Я вдыхала его запах — терпкий, словно дым после битвы, и ненавидела себя за то, что сердце билось слишком громко. Моё запястье всё ещё было в его хватке, грудь сдавлена его близостью. Но уловив малейшее ослабление, я снова подняла руку — и в этот раз она не дрогнула.
Резкая пощёчина разрезала тишину. Звон её отозвался эхом в стенах и в моей собственной душе.
Иден замер. Его голова едва заметно повернулась от удара, прядь иссиня-чёрных волос упала ему на лоб. И в эту секунду я впервые увидела в его глазах не власть, не холод, а яростное изумление — и что-то ещё, страшнее и слаще любого наказания.
Он резко шагнул ближе, вырвав из-под ног почву. Моё тело легко поддалось его силе — и уже через мгновение я оказалась на кровати, поверженная, но не сломленная. Его вес прижал меня к матрасу, руки держали мои запястья, словно заковывая в невидимые оковы.
— Думаешь, этого достаточно, чтобы оттолкнуть меня? — его голос звучал низко, почти рыком.
Я дернулась, но его хватка лишь крепче сомкнулась на моих запястьях.
Он возвышался надо мной, как тень, выросшая из моих кошмаров и мечтаний одновременно. Его колени обхватили мои бёдра, прижимая к матрасу, не давая ни малейшего шанса на побег. Это был не просто физический контроль — это была демонстрация власти, той, что не нуждается в словах. Он не говорил «ты моя». Он показывал.
Воздух стал густым. Моё сердце стучало в груди, словно стремилось вырваться наружу, — и он слышал его удары, я знала это, он наслаждался моей реакцией на него.
— А чего будет достаточно, чтобы оттолкнуть тебя? — я чуть вытянула шею, говоря это ему практически в губы, не разрывая зрительного контакта, словно бросала вызов.
Дыхание Идена утяжелилось и его глаза опустились к моим губам, удерживая в себе невероятное притяжение к ним. Я отдернула лицо от его взгляда, снова пытаясь вырваться, но это все было бесполезно.

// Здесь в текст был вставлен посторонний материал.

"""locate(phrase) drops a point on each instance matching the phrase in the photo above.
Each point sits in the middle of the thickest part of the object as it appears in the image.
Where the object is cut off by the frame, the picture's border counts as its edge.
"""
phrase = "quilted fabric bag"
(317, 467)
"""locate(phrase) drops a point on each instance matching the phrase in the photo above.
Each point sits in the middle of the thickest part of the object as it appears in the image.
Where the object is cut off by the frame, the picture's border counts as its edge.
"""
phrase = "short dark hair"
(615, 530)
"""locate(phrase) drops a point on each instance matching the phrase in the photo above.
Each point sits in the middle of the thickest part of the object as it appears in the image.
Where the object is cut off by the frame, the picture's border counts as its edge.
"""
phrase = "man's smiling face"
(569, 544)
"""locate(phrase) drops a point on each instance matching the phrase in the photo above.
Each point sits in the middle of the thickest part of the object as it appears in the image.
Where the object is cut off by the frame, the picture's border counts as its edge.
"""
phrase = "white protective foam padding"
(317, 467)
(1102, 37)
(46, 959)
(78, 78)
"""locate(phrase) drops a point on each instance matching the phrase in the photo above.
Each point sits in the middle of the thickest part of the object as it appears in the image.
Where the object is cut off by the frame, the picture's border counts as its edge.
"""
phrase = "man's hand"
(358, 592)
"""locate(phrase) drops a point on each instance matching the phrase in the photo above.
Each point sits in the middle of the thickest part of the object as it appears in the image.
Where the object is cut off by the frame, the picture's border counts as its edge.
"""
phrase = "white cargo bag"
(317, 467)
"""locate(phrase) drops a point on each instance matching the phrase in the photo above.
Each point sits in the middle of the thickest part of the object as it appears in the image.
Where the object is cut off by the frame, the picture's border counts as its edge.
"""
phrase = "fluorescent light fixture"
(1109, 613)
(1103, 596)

— Джанум… — его голос был низким и густым, с мягкой угрозой, — твоя жизнь в моих руках.
— А тебе нравится, когда я боюсь? — я скривилась, не переставая пытаться вырвать руки. — Или это просто твой способ наслаждаться властью?
— Может быть, — прошептал он, скользнув носом по моей щеке, — а может, я наслаждаюсь твоей яростью. Она возбуждает не меньше, чем твой страх.
— Но я не боюсь тебя! — вырвалось у меня, и я отчаянно дернулась. — И я никогда не позволю тебе мной управлять!
— Серьёзно? — его губы изогнулись в ледяной улыбке. — А разве ты не чувствуешь, как тянется ко мне каждая клетка твоего тела? Как дрожишь, когда я рядом?
Иден слегка развёл мои ноги коленкой и подтянул ее близко ко мне. Я шикнула.
— Твои слова — ничто! — рявкнула я, отбивая взглядом его глаза, — а этот… этот твой… контроль — пустая попытка меня запугать!
— Пустая попытка? — тихо рассмеялся он, — джанум, если ты думаешь, что это пустая попытка, то попробуй вырваться из моих рук. Сможешь ли ты?
Я сжала зубы, продолжая сверлить его взглядом. Он наклонился ближе, так что его дыхание коснулось губ, а глаза светились вызовом:
— Ах, Офелия… — прошептал он. — Именно поэтому ты меня сводишь с ума. Каждый твой порыв, каждая попытка сопротивления — как игра в кошки-мышки, где победитель уже предопределен.
Но эта игра уже переставала быть игрой. Мое тело действительно реагирует на его близость, на его присутствие, и меня это выводит из колеи.
Мужчина ослабляет хватку, выпуская мою руку на свой страх и риск, и опускается к щеке. Пальцы скользнули к вискам, к волосам, будто отмечая границу между сопротивлением и капитуляцией. На моих губах все ещё остался странный привкус его поцелуя — не виски, не табак, а что-то другое: аромат смущения, поражения… и, возможно, настоящего желания.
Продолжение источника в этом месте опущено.